I'd love to see more dialogues like this! I don't know what the UX is like but I wonder about the value of something like easy 'import dialogue' connectors if a conversation happens somewhere and then the participants think it's worth sharing.

Also, on a meta level, kave was an exemplary interlocutor here. This seems like a really tricky conversation-space to nail down and there were various thoughtful manoeuvres here which I think really unlocked some progress. Well done.

I imagine there's a way for LW and/or widely-seen posts on it to prevent the talent-funnel noted.

Can you say more details about what you mean here? I found the phrasing here a bit hard to parse.

A few off-the-cuff ideas:

  • posts specifically aimed at people who, for one reason or another, are involved in capabilities or thinking of being involved in capabilities, but feel guilty about doing so. (Writing one of these myself, actually.)
  • Better at-a-glance notes about the "iffy" parts of orgs. E.g. If there's a big wiki/table/community-list/whatever of different groups, have flags for like "they're moving the capabilities frontier forward" or "This group isn't hiring much for actual alignment position".

Better ideas would be as specific and public-facing and, yes, even in the same OOM as opinionated as these, I think. Even just "other people are saying X Y Z about this group", or a "community notes" type feature, if a platform doesn't want to "take a stand" on a group that e.g. might be funding them.
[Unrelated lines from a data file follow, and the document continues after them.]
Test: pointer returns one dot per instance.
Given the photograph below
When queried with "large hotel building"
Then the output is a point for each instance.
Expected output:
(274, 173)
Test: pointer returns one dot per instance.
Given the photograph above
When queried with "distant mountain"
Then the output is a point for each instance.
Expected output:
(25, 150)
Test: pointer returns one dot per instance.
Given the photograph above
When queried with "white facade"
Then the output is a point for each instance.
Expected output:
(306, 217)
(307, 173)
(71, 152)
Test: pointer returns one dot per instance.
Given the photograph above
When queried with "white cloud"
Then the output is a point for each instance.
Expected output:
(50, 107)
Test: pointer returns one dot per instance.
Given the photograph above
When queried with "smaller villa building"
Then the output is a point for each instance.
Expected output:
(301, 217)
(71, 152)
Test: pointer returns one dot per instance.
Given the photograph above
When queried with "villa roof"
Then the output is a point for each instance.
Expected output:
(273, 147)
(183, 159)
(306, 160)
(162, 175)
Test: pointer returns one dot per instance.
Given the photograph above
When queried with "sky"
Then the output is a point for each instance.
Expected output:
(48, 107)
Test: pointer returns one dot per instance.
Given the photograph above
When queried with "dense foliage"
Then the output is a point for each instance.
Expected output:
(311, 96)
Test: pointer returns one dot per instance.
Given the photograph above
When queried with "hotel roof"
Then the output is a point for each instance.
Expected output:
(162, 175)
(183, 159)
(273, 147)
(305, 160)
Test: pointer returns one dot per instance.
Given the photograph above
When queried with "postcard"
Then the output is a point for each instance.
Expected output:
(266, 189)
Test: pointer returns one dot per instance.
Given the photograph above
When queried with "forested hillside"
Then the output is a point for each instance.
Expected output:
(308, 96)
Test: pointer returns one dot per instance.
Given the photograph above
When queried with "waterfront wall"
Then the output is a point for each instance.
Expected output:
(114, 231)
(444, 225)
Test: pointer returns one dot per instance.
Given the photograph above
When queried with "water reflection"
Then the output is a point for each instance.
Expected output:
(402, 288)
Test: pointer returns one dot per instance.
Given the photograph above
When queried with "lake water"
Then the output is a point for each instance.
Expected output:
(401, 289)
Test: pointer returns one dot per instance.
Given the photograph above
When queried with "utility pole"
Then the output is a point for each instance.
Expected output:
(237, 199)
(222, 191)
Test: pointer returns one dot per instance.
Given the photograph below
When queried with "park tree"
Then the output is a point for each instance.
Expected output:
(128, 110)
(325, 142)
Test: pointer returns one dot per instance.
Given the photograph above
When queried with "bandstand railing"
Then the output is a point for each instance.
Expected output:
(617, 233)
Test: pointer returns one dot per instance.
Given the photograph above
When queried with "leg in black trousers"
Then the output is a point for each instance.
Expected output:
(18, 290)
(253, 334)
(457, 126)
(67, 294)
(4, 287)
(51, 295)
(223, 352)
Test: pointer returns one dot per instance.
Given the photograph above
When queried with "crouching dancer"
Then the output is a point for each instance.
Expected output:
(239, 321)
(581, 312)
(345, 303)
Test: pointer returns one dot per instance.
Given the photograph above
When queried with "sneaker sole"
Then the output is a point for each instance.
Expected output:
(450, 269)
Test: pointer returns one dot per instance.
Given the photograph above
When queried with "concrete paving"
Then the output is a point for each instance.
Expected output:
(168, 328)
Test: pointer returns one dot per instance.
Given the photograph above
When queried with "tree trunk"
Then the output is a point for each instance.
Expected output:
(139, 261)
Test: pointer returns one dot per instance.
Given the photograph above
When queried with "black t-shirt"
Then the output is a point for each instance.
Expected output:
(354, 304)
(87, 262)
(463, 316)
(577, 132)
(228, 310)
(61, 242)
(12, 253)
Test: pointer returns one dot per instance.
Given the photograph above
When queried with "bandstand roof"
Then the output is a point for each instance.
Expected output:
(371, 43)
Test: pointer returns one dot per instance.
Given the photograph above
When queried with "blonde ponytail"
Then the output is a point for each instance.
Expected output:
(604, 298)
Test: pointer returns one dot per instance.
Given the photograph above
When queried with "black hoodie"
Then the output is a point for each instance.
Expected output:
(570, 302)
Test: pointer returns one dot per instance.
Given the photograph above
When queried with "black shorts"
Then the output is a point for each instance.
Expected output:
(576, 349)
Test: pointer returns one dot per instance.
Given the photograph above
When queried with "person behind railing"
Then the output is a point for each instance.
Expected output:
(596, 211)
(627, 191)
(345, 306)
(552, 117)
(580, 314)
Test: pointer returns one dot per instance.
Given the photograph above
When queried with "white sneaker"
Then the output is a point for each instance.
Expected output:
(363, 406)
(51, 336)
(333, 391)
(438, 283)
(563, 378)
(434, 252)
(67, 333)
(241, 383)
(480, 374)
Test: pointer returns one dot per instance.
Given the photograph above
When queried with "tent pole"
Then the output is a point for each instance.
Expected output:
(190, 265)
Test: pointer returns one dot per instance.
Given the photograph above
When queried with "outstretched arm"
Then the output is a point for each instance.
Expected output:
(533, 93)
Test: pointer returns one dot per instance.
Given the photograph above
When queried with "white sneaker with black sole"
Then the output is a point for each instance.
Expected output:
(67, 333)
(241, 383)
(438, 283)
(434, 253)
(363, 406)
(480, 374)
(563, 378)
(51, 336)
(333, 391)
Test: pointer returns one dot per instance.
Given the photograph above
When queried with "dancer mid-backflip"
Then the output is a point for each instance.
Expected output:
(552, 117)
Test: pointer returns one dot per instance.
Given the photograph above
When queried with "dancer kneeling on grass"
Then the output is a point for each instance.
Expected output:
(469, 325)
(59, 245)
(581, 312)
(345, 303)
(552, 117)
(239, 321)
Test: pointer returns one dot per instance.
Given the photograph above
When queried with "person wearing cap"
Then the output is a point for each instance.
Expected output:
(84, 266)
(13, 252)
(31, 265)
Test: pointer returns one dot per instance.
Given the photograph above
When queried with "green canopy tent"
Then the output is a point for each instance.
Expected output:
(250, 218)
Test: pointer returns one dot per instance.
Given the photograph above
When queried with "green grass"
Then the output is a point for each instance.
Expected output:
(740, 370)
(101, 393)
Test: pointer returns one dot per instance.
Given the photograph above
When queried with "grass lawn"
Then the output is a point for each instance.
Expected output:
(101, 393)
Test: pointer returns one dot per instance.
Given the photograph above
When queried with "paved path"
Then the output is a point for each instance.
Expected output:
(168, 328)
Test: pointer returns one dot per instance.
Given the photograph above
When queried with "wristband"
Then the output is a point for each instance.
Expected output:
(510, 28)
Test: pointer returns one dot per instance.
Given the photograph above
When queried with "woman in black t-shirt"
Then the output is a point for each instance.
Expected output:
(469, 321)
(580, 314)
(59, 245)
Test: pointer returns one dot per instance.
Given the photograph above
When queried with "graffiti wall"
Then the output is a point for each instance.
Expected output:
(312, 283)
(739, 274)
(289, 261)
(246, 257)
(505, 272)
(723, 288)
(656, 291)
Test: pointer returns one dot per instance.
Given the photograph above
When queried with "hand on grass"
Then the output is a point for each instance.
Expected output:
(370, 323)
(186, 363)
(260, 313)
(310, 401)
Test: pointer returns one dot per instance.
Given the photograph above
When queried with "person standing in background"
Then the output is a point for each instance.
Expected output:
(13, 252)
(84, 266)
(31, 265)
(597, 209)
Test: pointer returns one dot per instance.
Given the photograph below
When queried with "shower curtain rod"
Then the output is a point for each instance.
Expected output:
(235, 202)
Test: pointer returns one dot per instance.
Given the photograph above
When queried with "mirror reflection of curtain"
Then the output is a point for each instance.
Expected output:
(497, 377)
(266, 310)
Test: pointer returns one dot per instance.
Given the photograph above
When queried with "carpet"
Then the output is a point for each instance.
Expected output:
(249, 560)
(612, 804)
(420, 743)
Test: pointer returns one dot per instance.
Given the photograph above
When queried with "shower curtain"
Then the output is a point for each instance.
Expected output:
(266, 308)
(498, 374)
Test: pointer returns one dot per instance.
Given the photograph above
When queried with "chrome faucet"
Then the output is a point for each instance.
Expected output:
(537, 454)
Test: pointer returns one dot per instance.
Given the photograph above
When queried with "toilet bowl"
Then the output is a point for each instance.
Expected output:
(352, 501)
Especially if it comes down to an influence-eating competition between capabilities and safety people (I hope not) then you might be in an unusually good position to eat/defend influence. It feels like one framing of this dialogue is the trade-off between eating and defending influence.
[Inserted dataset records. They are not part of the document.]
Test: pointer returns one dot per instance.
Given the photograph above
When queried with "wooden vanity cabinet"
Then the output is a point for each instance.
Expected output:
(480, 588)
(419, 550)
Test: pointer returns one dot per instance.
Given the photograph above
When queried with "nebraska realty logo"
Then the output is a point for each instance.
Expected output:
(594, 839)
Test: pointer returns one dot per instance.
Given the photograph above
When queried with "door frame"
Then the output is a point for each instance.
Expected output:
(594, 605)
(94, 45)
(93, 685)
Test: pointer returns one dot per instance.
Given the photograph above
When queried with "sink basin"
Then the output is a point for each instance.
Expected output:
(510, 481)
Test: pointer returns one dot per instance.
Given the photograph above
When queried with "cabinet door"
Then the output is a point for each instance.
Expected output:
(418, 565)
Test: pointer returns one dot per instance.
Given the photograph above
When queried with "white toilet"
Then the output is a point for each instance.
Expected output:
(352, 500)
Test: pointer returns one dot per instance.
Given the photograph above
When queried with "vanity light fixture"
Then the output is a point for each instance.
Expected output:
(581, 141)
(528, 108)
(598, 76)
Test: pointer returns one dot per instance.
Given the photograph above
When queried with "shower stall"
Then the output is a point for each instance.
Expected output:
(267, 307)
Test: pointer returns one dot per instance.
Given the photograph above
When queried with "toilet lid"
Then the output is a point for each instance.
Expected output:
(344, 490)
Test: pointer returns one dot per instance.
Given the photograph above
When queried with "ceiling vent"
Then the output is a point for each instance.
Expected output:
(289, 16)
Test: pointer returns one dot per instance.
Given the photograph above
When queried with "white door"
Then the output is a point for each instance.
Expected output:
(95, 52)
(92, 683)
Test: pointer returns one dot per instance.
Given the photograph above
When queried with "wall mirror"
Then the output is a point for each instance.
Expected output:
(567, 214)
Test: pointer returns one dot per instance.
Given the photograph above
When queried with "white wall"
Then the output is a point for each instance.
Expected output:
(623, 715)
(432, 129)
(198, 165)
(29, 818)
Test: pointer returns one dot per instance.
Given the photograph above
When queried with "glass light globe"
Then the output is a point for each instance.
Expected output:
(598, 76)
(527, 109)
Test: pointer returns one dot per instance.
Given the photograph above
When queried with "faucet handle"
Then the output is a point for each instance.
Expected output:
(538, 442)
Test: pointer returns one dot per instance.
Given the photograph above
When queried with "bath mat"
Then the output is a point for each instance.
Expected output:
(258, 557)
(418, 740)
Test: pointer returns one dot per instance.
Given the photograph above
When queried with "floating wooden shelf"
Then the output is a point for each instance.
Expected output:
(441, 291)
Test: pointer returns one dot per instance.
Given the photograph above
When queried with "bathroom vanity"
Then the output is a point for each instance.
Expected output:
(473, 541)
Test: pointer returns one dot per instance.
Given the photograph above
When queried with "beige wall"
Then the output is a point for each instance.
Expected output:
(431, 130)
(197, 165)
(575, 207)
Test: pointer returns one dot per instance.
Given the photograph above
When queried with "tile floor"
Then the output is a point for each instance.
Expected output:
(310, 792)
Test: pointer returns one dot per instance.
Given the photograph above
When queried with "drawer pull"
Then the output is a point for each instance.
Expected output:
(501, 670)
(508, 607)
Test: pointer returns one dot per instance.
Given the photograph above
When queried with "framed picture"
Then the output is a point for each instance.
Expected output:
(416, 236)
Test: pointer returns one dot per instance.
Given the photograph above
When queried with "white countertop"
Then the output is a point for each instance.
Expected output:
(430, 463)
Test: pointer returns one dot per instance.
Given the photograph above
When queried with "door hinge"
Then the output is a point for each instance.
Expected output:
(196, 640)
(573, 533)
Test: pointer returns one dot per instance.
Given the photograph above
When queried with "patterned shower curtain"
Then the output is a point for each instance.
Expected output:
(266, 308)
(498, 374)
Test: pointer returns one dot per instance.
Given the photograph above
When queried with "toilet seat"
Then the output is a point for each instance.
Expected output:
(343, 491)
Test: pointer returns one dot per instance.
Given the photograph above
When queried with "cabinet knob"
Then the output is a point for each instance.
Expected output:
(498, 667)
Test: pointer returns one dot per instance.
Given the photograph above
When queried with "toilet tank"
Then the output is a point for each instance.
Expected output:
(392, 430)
I'll just briefly note that if so, I think this is a false dichotomy, even if the third+ options are hard to articulate. Something like, the teams aren't fixed (yet), the lines aren't drawn, there aren't trenches...?

Hello habryka and kave,

I felt a bit uplifted from reading this, and I would love to see more of this on LW. This is more of a direct response to a problem - and so you are not only 'looking' at the problem, but your action is a good approach at solving it.

I do have some views that could be of use, but I mean, I wasn't in this dialogue, you didn't invite me and so being a 'backseat participant' feels a tad odd. Conversations of this kind are more situational in my experience, and so even when you post it - I just assume that the Form and the Content might be separate. If things are otherwise, I'd love to chip in.
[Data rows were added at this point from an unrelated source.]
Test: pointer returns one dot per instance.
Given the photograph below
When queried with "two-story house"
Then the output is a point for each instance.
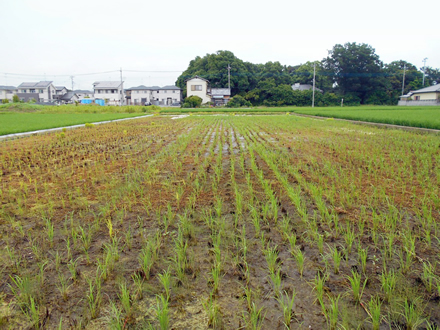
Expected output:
(84, 94)
(163, 96)
(109, 91)
(198, 86)
(43, 91)
(7, 92)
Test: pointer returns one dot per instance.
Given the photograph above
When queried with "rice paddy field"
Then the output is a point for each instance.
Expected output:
(422, 116)
(225, 222)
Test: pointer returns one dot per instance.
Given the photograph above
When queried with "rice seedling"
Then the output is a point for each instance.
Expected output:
(212, 310)
(125, 299)
(165, 280)
(375, 312)
(162, 312)
(388, 280)
(357, 287)
(286, 304)
(299, 257)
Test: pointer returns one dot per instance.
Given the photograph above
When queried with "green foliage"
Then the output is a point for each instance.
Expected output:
(192, 102)
(356, 69)
(238, 101)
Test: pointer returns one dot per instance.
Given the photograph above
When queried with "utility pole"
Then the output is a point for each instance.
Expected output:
(314, 75)
(403, 81)
(229, 77)
(122, 89)
(424, 70)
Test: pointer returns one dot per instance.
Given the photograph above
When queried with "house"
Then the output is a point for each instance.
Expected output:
(61, 90)
(84, 94)
(425, 96)
(109, 91)
(163, 96)
(169, 96)
(220, 96)
(69, 98)
(198, 86)
(304, 87)
(43, 91)
(7, 92)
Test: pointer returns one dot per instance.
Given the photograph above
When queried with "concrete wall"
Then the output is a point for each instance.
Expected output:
(421, 102)
(426, 96)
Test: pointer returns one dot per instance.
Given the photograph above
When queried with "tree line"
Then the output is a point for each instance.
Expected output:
(352, 71)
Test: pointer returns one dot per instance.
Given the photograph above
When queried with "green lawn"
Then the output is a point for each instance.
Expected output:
(426, 117)
(26, 122)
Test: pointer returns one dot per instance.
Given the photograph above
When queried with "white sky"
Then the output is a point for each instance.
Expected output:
(54, 39)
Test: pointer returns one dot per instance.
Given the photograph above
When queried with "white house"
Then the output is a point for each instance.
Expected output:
(109, 91)
(61, 90)
(425, 96)
(43, 91)
(163, 96)
(199, 87)
(169, 96)
(7, 92)
(84, 94)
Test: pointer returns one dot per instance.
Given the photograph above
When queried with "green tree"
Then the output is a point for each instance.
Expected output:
(214, 67)
(238, 101)
(192, 101)
(394, 79)
(356, 69)
(303, 74)
(432, 76)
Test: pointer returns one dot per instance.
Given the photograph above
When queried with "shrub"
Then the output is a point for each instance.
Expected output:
(192, 101)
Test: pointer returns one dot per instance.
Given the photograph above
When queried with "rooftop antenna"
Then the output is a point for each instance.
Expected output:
(403, 81)
(424, 70)
(229, 77)
(122, 89)
(314, 75)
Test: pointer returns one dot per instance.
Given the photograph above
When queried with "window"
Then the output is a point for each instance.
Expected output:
(196, 87)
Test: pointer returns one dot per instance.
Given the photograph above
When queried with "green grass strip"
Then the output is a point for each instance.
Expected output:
(25, 122)
(424, 117)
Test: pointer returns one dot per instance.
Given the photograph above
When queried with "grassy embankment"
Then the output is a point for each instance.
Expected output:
(426, 117)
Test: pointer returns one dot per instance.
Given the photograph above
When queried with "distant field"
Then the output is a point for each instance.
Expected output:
(25, 122)
(426, 117)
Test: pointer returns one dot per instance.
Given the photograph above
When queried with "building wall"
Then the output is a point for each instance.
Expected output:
(418, 103)
(426, 96)
(106, 94)
(138, 95)
(6, 94)
(166, 94)
(203, 94)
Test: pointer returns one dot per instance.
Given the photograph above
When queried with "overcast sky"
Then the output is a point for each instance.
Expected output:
(55, 39)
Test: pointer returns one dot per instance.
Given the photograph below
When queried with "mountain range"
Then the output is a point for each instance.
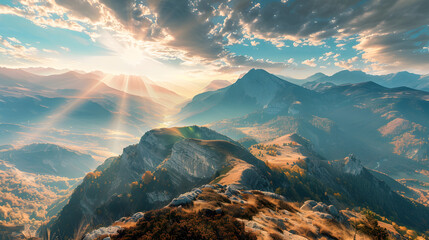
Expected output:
(276, 157)
(386, 127)
(35, 183)
(74, 108)
(392, 80)
(169, 162)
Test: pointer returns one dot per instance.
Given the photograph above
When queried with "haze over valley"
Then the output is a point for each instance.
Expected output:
(200, 119)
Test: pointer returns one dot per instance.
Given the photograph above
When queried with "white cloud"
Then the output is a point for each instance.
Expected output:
(310, 62)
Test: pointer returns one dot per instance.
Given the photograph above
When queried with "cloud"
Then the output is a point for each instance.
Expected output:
(348, 64)
(199, 31)
(234, 63)
(310, 62)
(396, 51)
(19, 53)
(81, 8)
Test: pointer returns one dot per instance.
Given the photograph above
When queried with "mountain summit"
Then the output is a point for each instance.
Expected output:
(255, 90)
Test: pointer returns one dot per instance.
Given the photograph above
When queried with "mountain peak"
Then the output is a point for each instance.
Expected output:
(315, 76)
Healthy and productive dialogue is good to see, and getting closer to a workable goal, and the process hereto, has broader application. Seeing this kind of dialogue is something I would absolutely love to see, for various reasons. 
By exploring things in this way, many ideas and concepts might be 'helped' out of their shell by a little water in the form of understanding, willingness to understand and being on the same page enough to make useful plays that help the other person improve upon what they have already got. I believe seeing how this is done is useful, not only as an inspiration, but also a practical guide into how things 'could be', instead of chopping left and right. Moreover, it is a good alternative way to explore themes and ideas without the boxed form of writing a post or a question. I guess it caters more to the Extrovert processing side of things - where it is useful, and necessary, for progress to have someone to bounce your ideas off of. 

Kindly,
Caerulea-Lawrence

I wasn't in this dialogue, you didn't invite me and so being a 'backseat participant' feels a tad odd

Thanks for sharing this. I generally want dialogues to feel open for comment afterwards

Thanks,

I guess if I were there, I guess I would have wanted to connect what you talked about to specific terms that might further clarify what kind of solution(s) you were looking for. Or, in plain English, to ask which of these needs-categories (NVC-list page 3&4) would best fit what you wanted to talk about. 

I mean, you are already meeting a lot of needs, but if you go back to the start, and you ask Which of these categories of needs best fit what you feel right now - It might have served as a decent anchor point both of you could have used to fill in confusing blanks.